Mercury: Testimony to the power of ordinary people

http://www.themercury.co.za/index.php?fArticleId=4462144

Testimony to the power of ordinary people

June 19, 2008 Edition 1

Imraan Buccus

These days even a possible American president, Barack Obama, is talking about bottom-up development.

Indeed his campaign for the democratic nomination often eschewed corporate support in favour of a grass-roots-up campaign. The fact that he was able to win the Democratic nomination on the back of the work of ordinary people in community organisations is testament to the power of ordinary people.

It was ordinary people who built the mass struggles against apartheid in the 1980s, but as this column has often observed before, from housing to access to water to xenophobia, one can easily trace many of our problems in post-apartheid South Africa to a lack of commitment to meaningful, participatory bottom- up development.

In South Africa ordinary people have been protesting against top-down development with even more vigour. But elites have often struggled to grasp this and have tended to label much of this anger at the exclusion of ordinary people as “service delivery” protests.

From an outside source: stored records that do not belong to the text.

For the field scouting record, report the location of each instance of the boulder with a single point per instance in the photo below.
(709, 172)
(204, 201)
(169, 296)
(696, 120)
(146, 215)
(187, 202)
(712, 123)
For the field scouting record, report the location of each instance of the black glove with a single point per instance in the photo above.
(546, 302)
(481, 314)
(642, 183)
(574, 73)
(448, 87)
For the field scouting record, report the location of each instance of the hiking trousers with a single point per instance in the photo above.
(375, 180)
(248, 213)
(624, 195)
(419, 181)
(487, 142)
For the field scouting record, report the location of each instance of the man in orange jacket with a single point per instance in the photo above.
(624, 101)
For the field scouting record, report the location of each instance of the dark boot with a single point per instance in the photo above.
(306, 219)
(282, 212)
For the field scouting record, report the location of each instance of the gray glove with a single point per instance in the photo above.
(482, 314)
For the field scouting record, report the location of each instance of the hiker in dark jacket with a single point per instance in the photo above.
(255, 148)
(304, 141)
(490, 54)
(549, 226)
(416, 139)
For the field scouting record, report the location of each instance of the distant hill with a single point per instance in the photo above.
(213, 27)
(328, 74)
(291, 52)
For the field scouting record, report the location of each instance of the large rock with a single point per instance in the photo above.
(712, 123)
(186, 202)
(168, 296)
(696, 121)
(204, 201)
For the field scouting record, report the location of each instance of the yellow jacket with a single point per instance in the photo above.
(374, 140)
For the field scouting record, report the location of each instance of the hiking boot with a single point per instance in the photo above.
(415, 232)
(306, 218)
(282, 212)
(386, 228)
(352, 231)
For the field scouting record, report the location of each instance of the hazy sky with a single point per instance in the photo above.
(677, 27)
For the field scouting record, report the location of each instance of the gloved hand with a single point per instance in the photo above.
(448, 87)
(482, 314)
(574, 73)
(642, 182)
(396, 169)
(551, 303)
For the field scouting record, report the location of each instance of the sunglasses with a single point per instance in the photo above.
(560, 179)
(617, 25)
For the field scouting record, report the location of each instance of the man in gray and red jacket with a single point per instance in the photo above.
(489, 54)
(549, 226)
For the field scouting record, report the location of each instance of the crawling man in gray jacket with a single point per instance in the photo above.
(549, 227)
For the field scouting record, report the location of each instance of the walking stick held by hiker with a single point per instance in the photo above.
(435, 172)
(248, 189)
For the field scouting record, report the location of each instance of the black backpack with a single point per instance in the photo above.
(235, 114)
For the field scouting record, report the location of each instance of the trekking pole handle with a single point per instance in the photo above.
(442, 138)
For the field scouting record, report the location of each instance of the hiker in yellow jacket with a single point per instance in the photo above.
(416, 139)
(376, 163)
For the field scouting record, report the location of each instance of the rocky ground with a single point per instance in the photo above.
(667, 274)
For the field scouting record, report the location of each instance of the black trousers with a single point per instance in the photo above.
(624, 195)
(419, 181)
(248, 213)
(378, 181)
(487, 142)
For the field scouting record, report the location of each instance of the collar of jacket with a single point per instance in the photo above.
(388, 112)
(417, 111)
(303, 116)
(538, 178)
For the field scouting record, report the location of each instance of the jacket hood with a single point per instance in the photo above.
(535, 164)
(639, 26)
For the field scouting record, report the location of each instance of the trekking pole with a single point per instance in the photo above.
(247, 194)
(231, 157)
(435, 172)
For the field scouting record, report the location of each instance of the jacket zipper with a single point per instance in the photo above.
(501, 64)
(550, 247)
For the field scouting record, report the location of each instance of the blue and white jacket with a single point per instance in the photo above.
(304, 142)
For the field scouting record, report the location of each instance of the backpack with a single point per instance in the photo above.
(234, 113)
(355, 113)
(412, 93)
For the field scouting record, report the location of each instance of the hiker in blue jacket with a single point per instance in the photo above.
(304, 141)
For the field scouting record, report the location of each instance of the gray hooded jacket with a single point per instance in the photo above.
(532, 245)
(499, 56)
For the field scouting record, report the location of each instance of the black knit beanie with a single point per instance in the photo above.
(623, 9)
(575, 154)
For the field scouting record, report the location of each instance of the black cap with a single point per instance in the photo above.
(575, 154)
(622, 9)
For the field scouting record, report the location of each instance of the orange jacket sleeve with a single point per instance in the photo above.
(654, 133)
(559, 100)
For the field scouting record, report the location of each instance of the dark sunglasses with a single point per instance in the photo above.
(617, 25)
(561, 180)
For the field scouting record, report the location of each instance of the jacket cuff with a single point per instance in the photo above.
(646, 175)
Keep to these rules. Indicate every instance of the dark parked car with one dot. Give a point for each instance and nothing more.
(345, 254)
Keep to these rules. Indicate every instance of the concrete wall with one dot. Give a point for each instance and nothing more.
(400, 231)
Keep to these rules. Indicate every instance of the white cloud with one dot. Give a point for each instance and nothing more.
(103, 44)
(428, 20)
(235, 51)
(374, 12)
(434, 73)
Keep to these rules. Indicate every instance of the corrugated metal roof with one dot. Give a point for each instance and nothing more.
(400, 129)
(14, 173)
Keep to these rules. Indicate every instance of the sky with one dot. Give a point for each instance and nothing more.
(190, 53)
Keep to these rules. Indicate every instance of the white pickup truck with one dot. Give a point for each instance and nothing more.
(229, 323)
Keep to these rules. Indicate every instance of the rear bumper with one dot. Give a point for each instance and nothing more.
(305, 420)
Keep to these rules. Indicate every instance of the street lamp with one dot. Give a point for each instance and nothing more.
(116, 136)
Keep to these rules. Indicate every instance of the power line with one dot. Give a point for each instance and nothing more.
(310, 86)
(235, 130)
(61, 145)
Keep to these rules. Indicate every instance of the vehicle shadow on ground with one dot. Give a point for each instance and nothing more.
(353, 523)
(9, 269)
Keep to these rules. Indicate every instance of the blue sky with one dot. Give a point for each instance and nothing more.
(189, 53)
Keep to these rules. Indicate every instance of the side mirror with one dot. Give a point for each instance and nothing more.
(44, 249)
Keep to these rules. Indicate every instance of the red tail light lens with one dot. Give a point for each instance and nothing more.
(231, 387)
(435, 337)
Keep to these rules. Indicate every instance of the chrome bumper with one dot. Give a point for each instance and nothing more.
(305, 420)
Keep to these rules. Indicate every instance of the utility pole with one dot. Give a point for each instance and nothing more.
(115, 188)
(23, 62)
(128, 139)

But the demand of ordinary South Africans for a bottom-up and democratic approach to development has a wider international resonance.

Increasingly even development experts are taking a critical look at top-down approaches and proposing more democratic models.

Innovations in this regard in places such as Bolivia, Porto Allegre in Brazil, Kerala in India and Naga City in the Philippines are often cited as evidence for the effectiveness of bottom-up models of social planning.

Questioned

So, in some ways there seems to be an international recognition for the need for bottom-up development.

Increasingly technocratic, top-down development is being questioned and interrogated more critically and the flaws of such a developmental approach are fast being exposed.

Kerala was recently known to have had extreme poverty, malnutrition and high infant mortality rates.

Later, when the state embarked on a model that was participatory and bottom-up, Kerala made mind-boggling progress. Today Kerala has social development indicators that are comparable to Western Europe and North America.

So, as I sit here at the Civicus World Assembly in Glasgow, Scotland – where an entire segment of the conference has been dedicated to “participatory governance” one begins to think that there just may be hope for a solid contestation of a technocratic top- down approach to dealing with peoples’ development.

At this global conference convened by the Civicus Participatory Governance Programme we prepare to listen and engage on a range of encouraging and fascinating models from India, Bangladesh, Brazil, Phillipines, Mexico and indeed we have a South African story to tell. In South Africa we have all of the legislative and constitutive provisions in place, yet we are not as yet seeing truly bottom-up development. In principle we are world leaders, in practice we are way behind many countries.

It is a sad fact that in our country, despite all the good laws, opportunities are very seldom created for affected groups to obtain information on a proposed policy process, reflect on proposals and options, articulate preferred options and mandate representatives to speak on their behalf, with measures created for accountability and feedback.

It is an equally sad fact that very often poor people’s movements have faced considerable repression when trying to access information and processes that are theirs by right in terms of law and policy.

It is critical to assess who participates in the decision-making arena, and whose voice is heard. In the South African context, the relative inaccessibility of information on government decision-making and the resources and abilities required to engage in participatory processes results in the domination of such spaces by the elite and those with access to resources, such as NGOs, business and other similar interest groups.

Stand in

A particular problem has been that NGOs tend to stand in for poor communities. Poor people’s organisation have often rejected this. This has caused all kinds of consternation among those who believe that there are three sectors in society – government, business and civil society – and that participation simply means that all three sectors must be included.

But this model is deeply flawed. At times they have very different modes of working, interests and constituencies.

But while most states expect participation on their own terms, poor people’s movements tend to be ignored and have come to be seen as social “pariahs” because they have opted to use the murky space of popular protest – often hugely confrontational. Yet this is where genuine grassroots democracy is forged.

Today, the strong belief in social justice that has advanced organisations of the poor is much cloudier.

And indeed South Africa has a great deal to learn from examples around the world – where grass-roots movements have been effectively involved at the local level – like the successes in involving street hawkers in Ghana, farm workers in India and a range of fascinating examples from Latin America.

Despite the negativities that sometimes come with international gatherings like this one, somehow it also fills one with hope – chances are the poor may just have a future after all.